À l’occasion de La Journée internationale des pronoms déroulée le 20 octobre dernier, La Source a voulu explorer le langage inclusif selon l’analyse de Martin Bouchard (Comité FrancoQueer de l’Ouest) et Jorge Calderon (Université de Simon Fraser).
Depuis ces dernières années, le langage inclusif (ou non-binaire) a été au cœur des revendications des communautés 2LGBTQ+. Qu’il soit oral ou écrit, celui-ci renvoie à une reconnaissance, par le biais du langage, de l’identité de genre des personnes non-binaires, c’est-à-dire qui ne se considèrent ni homme ni femme. Cette utilisation linguistique cherche également à reconnaître l’identité des personnes transgenres qui s’identifient à un autre sexe que celui assigné à leur naissance.

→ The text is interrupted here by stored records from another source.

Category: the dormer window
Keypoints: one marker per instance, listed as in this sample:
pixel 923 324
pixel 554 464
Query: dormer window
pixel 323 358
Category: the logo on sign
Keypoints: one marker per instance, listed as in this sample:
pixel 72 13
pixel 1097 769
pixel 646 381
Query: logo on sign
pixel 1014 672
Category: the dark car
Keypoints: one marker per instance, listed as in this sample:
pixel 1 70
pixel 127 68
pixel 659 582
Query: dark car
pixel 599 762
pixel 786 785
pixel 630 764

Vers une évolution du langage
Pour Jorge Calderon, professeur au département de français de l’Université Simon Fraser, les langues ne sont jamais neutres. Elles traduisent toujours une conception particulière du monde. Selon lui, la langue de Molière serait ainsi non seulement porteuse d’une idéologie patriarcale et sexiste – comme en témoigne la prédominance de l’accord au masculin – mais aussi d’un binarisme de genre, héritage de la pensée binaire de Descartes. « Une langue ce n’est pas seulement ce qu’elle nous permet de dire, mais c’est aussi ce qu’elle nous force à dire. Si on a seulement un pronom masculin et féminin, la langue nous oblige à entrer dans une logique binaire du genre », explique le professeur.

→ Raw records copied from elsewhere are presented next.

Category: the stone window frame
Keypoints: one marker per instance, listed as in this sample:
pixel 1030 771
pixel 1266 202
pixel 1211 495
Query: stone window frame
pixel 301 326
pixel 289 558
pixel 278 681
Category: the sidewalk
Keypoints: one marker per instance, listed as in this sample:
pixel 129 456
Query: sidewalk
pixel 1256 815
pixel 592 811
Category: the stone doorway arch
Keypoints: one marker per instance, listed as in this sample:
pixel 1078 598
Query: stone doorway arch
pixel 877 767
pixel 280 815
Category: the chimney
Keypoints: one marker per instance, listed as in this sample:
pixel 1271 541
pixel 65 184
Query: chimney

Il souligne ainsi la pertinence de regarder vers d’autres cultures, comme celles autochtones canadiennes qui admettent une pluralité de genre, et vers d’autres langues qui sont peu, voire pas genrées. « On peut avoir toute une conversation en mandarin sur une personne et n’avoir aucune idée du sexe de celle-ci, parce qu’il n’y a pas de pronoms masculins ou féminins », illustre-t-il. Pour le professeur, il est donc temps de se réapproprier la langue française et de la faire évoluer vers une version non-binaire pour rendre compte de la « diversité des expériences, des identités, des manières de s’identifier, mais aussi de performer son identité dans l’espace public ».

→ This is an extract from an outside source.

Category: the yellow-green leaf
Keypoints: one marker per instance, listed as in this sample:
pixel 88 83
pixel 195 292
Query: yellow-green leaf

Une question de justice sociale
Martin Bouchard, coordinateur de l’association Comité FrancoQueer de l’Ouest, note la détresse des personnes non-binaires et transgenres face à un langage qui leur fait défaut. « Ce n’est jamais plaisant de se faire “mé-genrer”. Ça peut être lourd à porter de devoir toujours corriger les gens par rapport au pronom auquel on s’identifie. Je sais que le taux de suicide est très élevé chez les personnes non-binaires [et transgenres] », explique-t-il. Un sondage mené par The Trevor Project aux États-Unis (2020) montre d’ailleurs que les tentatives de suicide sont deux fois moins probables chez les jeunes non-binaires et transgenres dont les pronoms sont respectés, par opposition aux jeunes qui se font « mé-genrer ».
Pour Jorge Calderon, le langage inclusif est une question d’éthique et de justice sociale. « C’est un rapport de respect envers l’autre. Je reconnais que l’autre existe, qu’il est vrai. Je reconnais sa vie, son identité. C’est comme dire : “Oui, je te vois, je t’écoute, j’essaie de te comprendre” », explique-t-il. En plus d’une reconnaissance, le professeur voit le langage inclusif comme un outil d’empowerment, puisqu’il donne le pouvoir aux personnes non-binaires et transgenres de « se dire elles-mêmes, avec des pronoms qui leur correspondent ».
Casse-tête français
Si l’anglais offre des possibilités relativement simples pour parler de manière inclusive, les règles grammaticales du français compliquent les choses. Martin Bouchard en donne un exemple éclairant. Alors qu’une simple phrase comme « Ils ont aimé le chanteur », apparaît extrêmement genrée en français, elle n’admet aucun genre spécifique dans la langue de Shakespeare (They loved the singer),
Si depuis un certain temps, les communautés 2LGBTQ+ francophones proposent « iel » comme alternative neutre à « il » et « elle », ce néo-pronom est encore loin de rentrer dans la norme. Il faut également noter l’apparition d’autres pronoms personnels, comme « ille », « ol », « ul » et bien d’autres. Selon Martin Bouchard, le manque de ligne directrice est problématique. « Comme il n’y a pas de consensus par rapport à l’écriture inclusive, ça revient à chacun de nous et à chacune de nos organisations de faire ces choix. Mais ceux-ci sont difficiles à imposer parce qu’il n’y a pas de livre sur la grammaire inclusive », explique-t-il avant d’exprimer sa déception face à l’Académie française qui refuse de se porter garante du langage non-binaire.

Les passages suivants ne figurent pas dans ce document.